On joining the Land Army I was supplied with overalls to work in and a warm coat. The breeches I was given were only for best.
I was billeted with a couple called Mr and Mrs Bartlett, who worked and lived on the estate. The Bartletts had two daughters, one of whom was in the A.T.S. During my time there I attended her wedding in Abbots Ann. The cottage always had plenty of callers as Mrs. Bartlett used to buy large quantities of cigarettes and matches each week in Andover and then sell them from her house to the soldiers who were billeted on the estate before being sent overseas. As soon as one group of soldiers left the estate another regiment would come and camp.
The setting of the farm in a very rural area was not a shock to me as I had been born in Burnham Market, Norfolk. There were only two land girls on this farm; I worked in the dairy. Before arriving at the estate I had had no previous dairying experience and had to get up every morning at 4 a.m. The man milked the cows, which were all TT-tested. The milk would then be piped into the dairy and I had to put the churns under the pipe. I put the milk into bottles for the people who lived on the estate and took milk up to Major Munday’s house in a large can, as well as a large jug of cream. I also had to make butter for Major Munday’s household. The Major’s son had one Jersey cow and its milk was used for making butter.
There was a boiler in my part of the dairy and I had to wash all the churns out after use and put them in a drier to sterilize them. The dairy also had to be washed by throwing water over the floor. Occasionally I would help collect up the cows for milking.
During my time at the farm I had a bicycle and some Sundays I would go on a bike ride. At the nearest village there were dances and whist drives which I attended. There were many soldiers and local people at these events. In Andover there was a club for land girls and I would attend dances there. I was allowed a weekend off from the farm occasionally.

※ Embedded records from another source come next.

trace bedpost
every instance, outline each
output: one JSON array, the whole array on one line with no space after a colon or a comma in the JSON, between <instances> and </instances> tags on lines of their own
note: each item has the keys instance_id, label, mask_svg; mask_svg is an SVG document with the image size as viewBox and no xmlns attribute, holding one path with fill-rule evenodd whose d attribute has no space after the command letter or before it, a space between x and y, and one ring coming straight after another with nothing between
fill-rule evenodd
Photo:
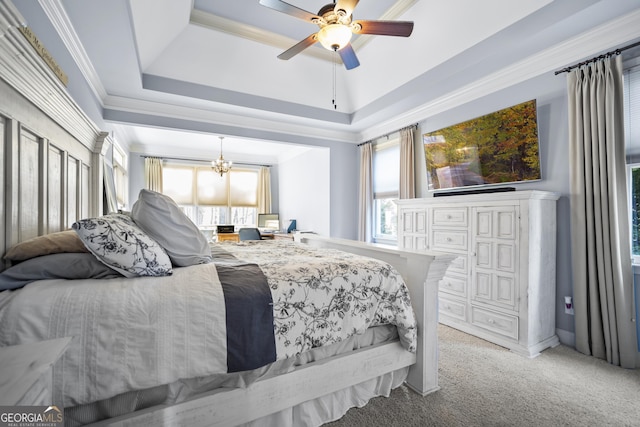
<instances>
[{"instance_id":1,"label":"bedpost","mask_svg":"<svg viewBox=\"0 0 640 427\"><path fill-rule=\"evenodd\" d=\"M438 385L438 282L454 257L408 253L403 278L411 294L418 321L416 364L409 369L407 385L422 396L440 389Z\"/></svg>"},{"instance_id":2,"label":"bedpost","mask_svg":"<svg viewBox=\"0 0 640 427\"><path fill-rule=\"evenodd\" d=\"M438 282L454 256L439 252L410 252L355 240L294 234L296 242L333 248L391 264L405 280L418 322L416 363L409 368L407 385L427 395L438 386Z\"/></svg>"},{"instance_id":3,"label":"bedpost","mask_svg":"<svg viewBox=\"0 0 640 427\"><path fill-rule=\"evenodd\" d=\"M108 132L100 132L96 138L96 144L93 148L91 159L91 168L93 169L93 188L95 194L91 203L91 215L98 216L103 214L103 194L104 194L104 160L111 146L108 140Z\"/></svg>"}]
</instances>

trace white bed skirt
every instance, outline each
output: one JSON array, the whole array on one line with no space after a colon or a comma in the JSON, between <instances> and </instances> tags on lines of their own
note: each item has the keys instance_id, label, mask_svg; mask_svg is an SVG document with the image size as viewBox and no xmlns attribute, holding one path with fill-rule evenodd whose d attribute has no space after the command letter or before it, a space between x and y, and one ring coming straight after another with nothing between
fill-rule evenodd
<instances>
[{"instance_id":1,"label":"white bed skirt","mask_svg":"<svg viewBox=\"0 0 640 427\"><path fill-rule=\"evenodd\" d=\"M391 390L400 387L409 368L398 369L369 381L335 393L301 403L275 414L259 418L244 427L316 427L340 419L351 408L361 408L370 399L389 397Z\"/></svg>"}]
</instances>

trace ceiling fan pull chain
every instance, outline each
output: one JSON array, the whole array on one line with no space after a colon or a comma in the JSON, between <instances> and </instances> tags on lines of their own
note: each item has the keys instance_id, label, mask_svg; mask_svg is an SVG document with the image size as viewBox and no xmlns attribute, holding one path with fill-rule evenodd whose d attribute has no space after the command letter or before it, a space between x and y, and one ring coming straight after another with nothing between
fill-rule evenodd
<instances>
[{"instance_id":1,"label":"ceiling fan pull chain","mask_svg":"<svg viewBox=\"0 0 640 427\"><path fill-rule=\"evenodd\" d=\"M336 64L338 59L337 57L338 57L338 52L334 50L333 51L333 99L331 100L334 110L338 109L338 104L336 103Z\"/></svg>"}]
</instances>

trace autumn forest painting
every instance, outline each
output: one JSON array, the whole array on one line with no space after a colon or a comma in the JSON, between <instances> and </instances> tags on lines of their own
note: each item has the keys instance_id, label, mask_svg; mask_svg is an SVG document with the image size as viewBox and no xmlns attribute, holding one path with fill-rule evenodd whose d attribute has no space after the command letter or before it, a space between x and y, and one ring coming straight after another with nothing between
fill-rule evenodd
<instances>
[{"instance_id":1,"label":"autumn forest painting","mask_svg":"<svg viewBox=\"0 0 640 427\"><path fill-rule=\"evenodd\" d=\"M423 135L429 189L540 179L536 101Z\"/></svg>"}]
</instances>

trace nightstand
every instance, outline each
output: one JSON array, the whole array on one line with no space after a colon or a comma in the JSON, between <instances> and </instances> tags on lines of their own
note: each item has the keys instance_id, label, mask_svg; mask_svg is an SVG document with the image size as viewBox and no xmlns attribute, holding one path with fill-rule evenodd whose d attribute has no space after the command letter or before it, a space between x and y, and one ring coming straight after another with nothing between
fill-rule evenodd
<instances>
[{"instance_id":1,"label":"nightstand","mask_svg":"<svg viewBox=\"0 0 640 427\"><path fill-rule=\"evenodd\" d=\"M0 347L0 406L51 405L53 364L70 337Z\"/></svg>"}]
</instances>

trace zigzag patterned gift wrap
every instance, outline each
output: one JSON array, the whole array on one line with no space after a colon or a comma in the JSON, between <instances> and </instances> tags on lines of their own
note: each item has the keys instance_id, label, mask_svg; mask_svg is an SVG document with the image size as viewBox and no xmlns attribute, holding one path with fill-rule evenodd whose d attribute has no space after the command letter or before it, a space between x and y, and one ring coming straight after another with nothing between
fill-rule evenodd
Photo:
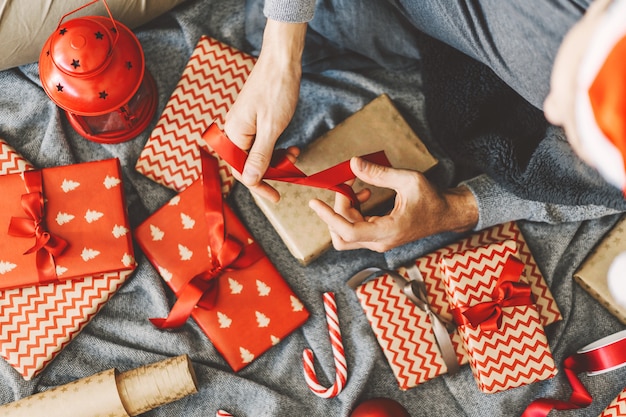
<instances>
[{"instance_id":1,"label":"zigzag patterned gift wrap","mask_svg":"<svg viewBox=\"0 0 626 417\"><path fill-rule=\"evenodd\" d=\"M200 37L178 85L161 114L135 169L152 180L182 191L200 174L200 147L217 157L202 132L224 117L256 62L255 58L208 36ZM234 184L221 159L222 191Z\"/></svg>"},{"instance_id":2,"label":"zigzag patterned gift wrap","mask_svg":"<svg viewBox=\"0 0 626 417\"><path fill-rule=\"evenodd\" d=\"M0 140L0 175L33 166ZM0 291L0 355L30 380L91 321L133 269Z\"/></svg>"},{"instance_id":3,"label":"zigzag patterned gift wrap","mask_svg":"<svg viewBox=\"0 0 626 417\"><path fill-rule=\"evenodd\" d=\"M424 280L430 309L442 319L452 321L439 266L442 256L507 239L517 244L518 256L524 262L524 274L531 285L541 323L547 326L561 320L552 293L515 222L474 233L415 260ZM398 269L398 273L408 280L406 271L406 268ZM368 281L355 291L401 389L412 388L447 373L428 314L402 294L389 275ZM466 364L468 357L461 336L455 331L451 339L459 364Z\"/></svg>"},{"instance_id":4,"label":"zigzag patterned gift wrap","mask_svg":"<svg viewBox=\"0 0 626 417\"><path fill-rule=\"evenodd\" d=\"M144 253L175 294L195 276L211 270L202 180L159 208L135 230ZM223 205L226 231L250 245L252 236ZM191 317L234 371L238 371L299 328L309 313L269 258L242 269L225 268L217 278L212 308Z\"/></svg>"},{"instance_id":5,"label":"zigzag patterned gift wrap","mask_svg":"<svg viewBox=\"0 0 626 417\"><path fill-rule=\"evenodd\" d=\"M626 388L615 397L598 417L626 417Z\"/></svg>"},{"instance_id":6,"label":"zigzag patterned gift wrap","mask_svg":"<svg viewBox=\"0 0 626 417\"><path fill-rule=\"evenodd\" d=\"M523 292L518 284L527 284L520 261L518 271L509 269L509 262L518 258L515 241L507 240L441 259L448 299L462 312L455 317L458 330L478 387L485 393L542 381L557 373L530 288L526 286L526 297L508 287L505 290L508 283ZM527 301L516 303L515 297ZM475 322L470 308L484 306L490 309ZM461 315L469 322L461 323Z\"/></svg>"}]
</instances>

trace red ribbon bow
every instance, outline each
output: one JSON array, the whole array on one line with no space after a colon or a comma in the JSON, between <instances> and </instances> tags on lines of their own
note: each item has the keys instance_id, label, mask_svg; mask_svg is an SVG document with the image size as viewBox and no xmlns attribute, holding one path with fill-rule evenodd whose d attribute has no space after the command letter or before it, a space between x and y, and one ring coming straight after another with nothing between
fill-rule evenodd
<instances>
[{"instance_id":1,"label":"red ribbon bow","mask_svg":"<svg viewBox=\"0 0 626 417\"><path fill-rule=\"evenodd\" d=\"M54 257L63 253L68 243L46 230L41 171L25 172L24 182L29 192L22 194L21 204L28 217L11 217L8 233L15 237L34 237L35 244L24 252L24 255L35 252L35 264L40 282L56 280L58 277Z\"/></svg>"},{"instance_id":2,"label":"red ribbon bow","mask_svg":"<svg viewBox=\"0 0 626 417\"><path fill-rule=\"evenodd\" d=\"M200 157L202 162L200 180L203 185L203 203L213 263L207 270L191 277L181 288L176 294L178 299L167 318L150 319L159 328L182 326L196 306L213 308L222 274L247 268L264 256L263 250L256 242L244 245L226 232L217 160L205 151L201 151Z\"/></svg>"},{"instance_id":3,"label":"red ribbon bow","mask_svg":"<svg viewBox=\"0 0 626 417\"><path fill-rule=\"evenodd\" d=\"M471 307L456 307L452 310L457 324L470 326L474 329L480 326L484 331L498 330L502 325L502 309L504 307L533 304L530 285L519 282L523 271L524 263L509 256L491 294L490 301L478 303Z\"/></svg>"},{"instance_id":4,"label":"red ribbon bow","mask_svg":"<svg viewBox=\"0 0 626 417\"><path fill-rule=\"evenodd\" d=\"M231 167L238 172L243 171L248 155L231 142L215 123L209 126L203 133L202 138ZM391 166L383 151L362 155L361 157L378 165ZM349 160L315 174L306 175L287 159L284 149L278 149L263 178L332 190L343 194L350 199L353 207L359 208L359 201L354 194L354 190L345 184L346 181L354 179Z\"/></svg>"}]
</instances>

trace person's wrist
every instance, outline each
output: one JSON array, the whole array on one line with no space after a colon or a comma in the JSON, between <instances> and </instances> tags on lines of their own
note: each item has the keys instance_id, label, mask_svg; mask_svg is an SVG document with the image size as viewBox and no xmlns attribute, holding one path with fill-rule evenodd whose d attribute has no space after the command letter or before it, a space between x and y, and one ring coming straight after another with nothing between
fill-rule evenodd
<instances>
[{"instance_id":1,"label":"person's wrist","mask_svg":"<svg viewBox=\"0 0 626 417\"><path fill-rule=\"evenodd\" d=\"M446 201L445 229L450 232L467 232L478 224L478 203L466 186L451 188L444 194Z\"/></svg>"},{"instance_id":2,"label":"person's wrist","mask_svg":"<svg viewBox=\"0 0 626 417\"><path fill-rule=\"evenodd\" d=\"M268 19L263 32L261 56L269 56L274 65L299 64L302 60L306 29L306 23Z\"/></svg>"}]
</instances>

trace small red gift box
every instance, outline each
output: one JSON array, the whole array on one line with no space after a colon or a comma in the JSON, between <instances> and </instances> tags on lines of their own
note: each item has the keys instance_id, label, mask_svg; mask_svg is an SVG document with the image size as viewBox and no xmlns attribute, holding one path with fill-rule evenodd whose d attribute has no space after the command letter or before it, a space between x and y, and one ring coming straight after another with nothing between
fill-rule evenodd
<instances>
[{"instance_id":1,"label":"small red gift box","mask_svg":"<svg viewBox=\"0 0 626 417\"><path fill-rule=\"evenodd\" d=\"M598 417L626 417L626 388L615 397Z\"/></svg>"},{"instance_id":2,"label":"small red gift box","mask_svg":"<svg viewBox=\"0 0 626 417\"><path fill-rule=\"evenodd\" d=\"M440 259L464 250L514 240L518 255L525 264L524 274L530 282L533 296L544 326L561 319L561 313L550 289L528 249L528 245L515 222L508 222L482 230L447 246L417 258L412 265L399 268L397 273L407 282L423 282L422 306L432 311L441 321L453 320ZM358 275L358 274L357 274ZM412 388L448 372L441 347L433 331L433 315L420 308L401 291L389 274L370 278L351 285L368 317L372 330L396 376L401 389ZM420 284L422 285L422 284ZM405 284L402 285L404 287ZM468 362L467 352L457 331L450 333L457 362Z\"/></svg>"},{"instance_id":3,"label":"small red gift box","mask_svg":"<svg viewBox=\"0 0 626 417\"><path fill-rule=\"evenodd\" d=\"M441 259L448 299L481 391L494 393L557 373L513 240Z\"/></svg>"},{"instance_id":4,"label":"small red gift box","mask_svg":"<svg viewBox=\"0 0 626 417\"><path fill-rule=\"evenodd\" d=\"M0 140L1 175L31 169L30 162ZM0 291L0 355L25 380L32 379L78 335L132 272Z\"/></svg>"},{"instance_id":5,"label":"small red gift box","mask_svg":"<svg viewBox=\"0 0 626 417\"><path fill-rule=\"evenodd\" d=\"M217 156L202 141L214 121L223 127L256 59L208 36L202 36L183 70L163 113L139 155L135 169L148 178L182 191L200 176L200 148ZM235 179L218 158L222 191Z\"/></svg>"},{"instance_id":6,"label":"small red gift box","mask_svg":"<svg viewBox=\"0 0 626 417\"><path fill-rule=\"evenodd\" d=\"M0 177L0 288L135 267L119 161Z\"/></svg>"},{"instance_id":7,"label":"small red gift box","mask_svg":"<svg viewBox=\"0 0 626 417\"><path fill-rule=\"evenodd\" d=\"M309 313L228 205L215 158L202 176L136 230L137 242L178 300L159 327L189 316L238 371L308 319Z\"/></svg>"}]
</instances>

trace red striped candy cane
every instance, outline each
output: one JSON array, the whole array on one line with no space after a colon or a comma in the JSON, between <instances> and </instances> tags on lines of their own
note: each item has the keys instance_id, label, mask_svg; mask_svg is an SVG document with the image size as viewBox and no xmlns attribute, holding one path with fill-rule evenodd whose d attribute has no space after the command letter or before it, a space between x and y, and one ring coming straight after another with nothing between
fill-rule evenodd
<instances>
[{"instance_id":1,"label":"red striped candy cane","mask_svg":"<svg viewBox=\"0 0 626 417\"><path fill-rule=\"evenodd\" d=\"M233 415L224 410L217 410L215 417L233 417Z\"/></svg>"},{"instance_id":2,"label":"red striped candy cane","mask_svg":"<svg viewBox=\"0 0 626 417\"><path fill-rule=\"evenodd\" d=\"M324 310L326 310L326 322L328 323L328 333L330 335L330 343L335 362L335 382L328 388L320 385L313 366L313 351L311 349L305 349L304 352L302 352L302 364L304 366L304 379L309 389L318 397L333 398L343 390L346 384L346 380L348 379L348 365L341 341L341 330L339 329L335 294L326 292L323 294L323 299Z\"/></svg>"}]
</instances>

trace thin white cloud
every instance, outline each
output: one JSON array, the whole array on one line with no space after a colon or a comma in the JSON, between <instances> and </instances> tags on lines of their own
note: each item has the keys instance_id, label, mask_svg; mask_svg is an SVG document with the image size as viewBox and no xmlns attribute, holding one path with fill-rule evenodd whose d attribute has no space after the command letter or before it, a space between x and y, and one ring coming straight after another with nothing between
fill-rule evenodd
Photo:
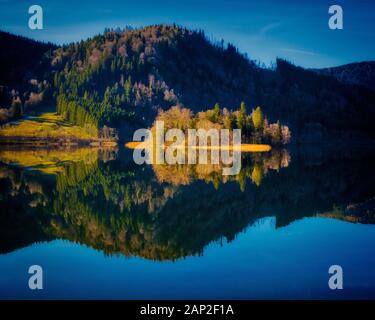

I very much enjoyed my time as a Land Army girl in Hampshire. My husband, whom I knew before the war, was sent home from Egypt during my time there and visited me on the farm. In 1944 we married and I then returned to Norfolk and continued in the Land Army at Ludham. It was a much larger herd of cows I worked with and I had to milk them by hand.
I have since returned to the estate I worked on in Hampshire and was surprised to see it is now a boys’ boarding school.